Others · February 23, 2026

This Luxury Gym Charges $40,000 a Year for an Exclusive Membership — Here’s Why 1,000 People Are Still on the Waitlist

Key Takeaways

  • Equinox’s $40,000‑a‑year Optimize membership bundles elite personal training, nutrition guidance, sleep coaching, massage therapy and a dedicated “health concierge.”
  • Despite the steep price tag, the program has a waitlist of more than 1,000 people.
  • Equinox’s executive chairman, Harvey Spevak, cites the figure as proof of an “insatiable” demand for wellness and longevity offerings among wealthy clients.

Equinox’s $40,000-a-year “Optimize” membership has amassed a waitlist of more than 1,000 people, CNBC recently reported. The membership has attracted attention because it is less a gym pass and more a concierge-style program targeted squarely towards wealthy clients.

A regular Equinox membership in New York City, for instance, costs anywhere from $215 to $395 per month, depending on club access and not including initiation fees. The basic membership includes unlimited access to group fitness classes and gym equipment. Some locations include pools, saunas and cold plunges. 
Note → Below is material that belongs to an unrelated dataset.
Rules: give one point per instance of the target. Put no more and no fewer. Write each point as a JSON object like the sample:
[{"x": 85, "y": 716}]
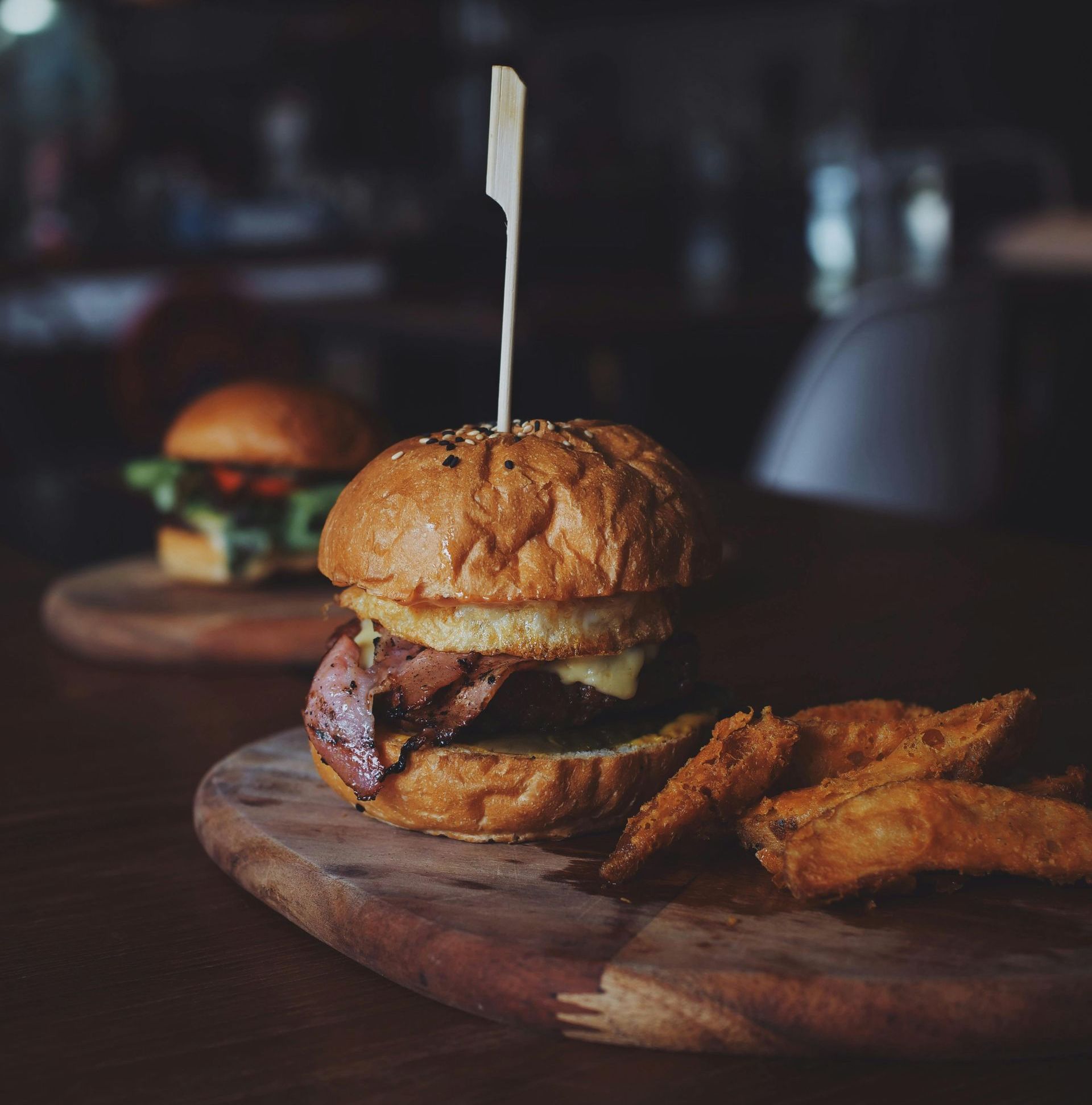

In contrast, Equinox structured its Optimize membership as a comprehensive health and performance program rather than traditional gym access. Under the program, which started in 2024, Equinox assigns members a core team that includes a trainer, a nutrition coach, a sleep coach and a massage therapist, coordinated by a dedicated concierge who synthesizes their data and plans. Clients do not have to be existing Equinox members to join the waitlist. Optimize members have to purchase a regular Equinox gym membership separately, adding to the cost. 

An Equinox gym in New York, U.S., on Tuesday, July 6, 2021. Members of New York City's fitness industry who sweated out the pandemic say gyms are bouncing back after more than a year of closures and persistent struggles to retain clients. Photographer: Stephanie Keith/Bloomberg
An Equinox gym in New York. Photographer: Stephanie Keith/Bloomberg

Programming is highly structured. Optimize promises three 60‑minute personal training sessions per week, plus short, recurring consults with nutrition and sleep specialists and monthly massage therapy, adding up to about 16 hours of one-on-one services per month.

The membership also integrates extensive lab work and diagnostics, testing roughly 100 biomarkers twice a year and feeding those results into customized training and recovery plans.

Why there’s a 1,000-person waitlist

Harvey Spevak, Equinox’s executive chairman, told CNBC that Equinox has seen strong demand for Optimize, which demonstrates broader “insatiable” demand for longevity and wellness offerings. He did not disclose how many Optimize memberships Equinox has granted. 

“Health is the new luxury,” Spevak told the outlet. “The number one thing in the experience economy, besides travel, that the consumer wants is, ‘How do I live a high-performance lifestyle?’”

The Global Wellness Institute estimates the global wellness economy could approach nearly $10 trillion by 2029, up from $6.8 trillion in 2024. The leap underscores how aggressively consumers, especially the affluent, are spending on health optimization. 

The scarcity element is working, too. Equinox rolled out Optimize in Los Angeles and Dallas first, with New York on deck, creating geographic and operational capacity limits that help fuel a sense of exclusivity.

For Equinox, the Optimize member isn’t just a gym client; they’re a recurring-revenue customer in a sector where spending is growing faster than traditional fitness, per CNBC. They’re the reason why a $40,000 membership can sell out. 

A comparable high-end gym membership is the annual pass for Lanserhof at The Arts Club in London. Membership ranges from around $8,760 to $20,200 per year for gym access layered on top of diagnostics, therapies and longevity treatments. 

Equinox currently operates 115 fitness clubs worldwide and plans to open 40 more, per CNBC. Spevak declined to disclose financials, but told CNBC that 2025 was a “record year” financially and he expects 2026 “to be even bigger.”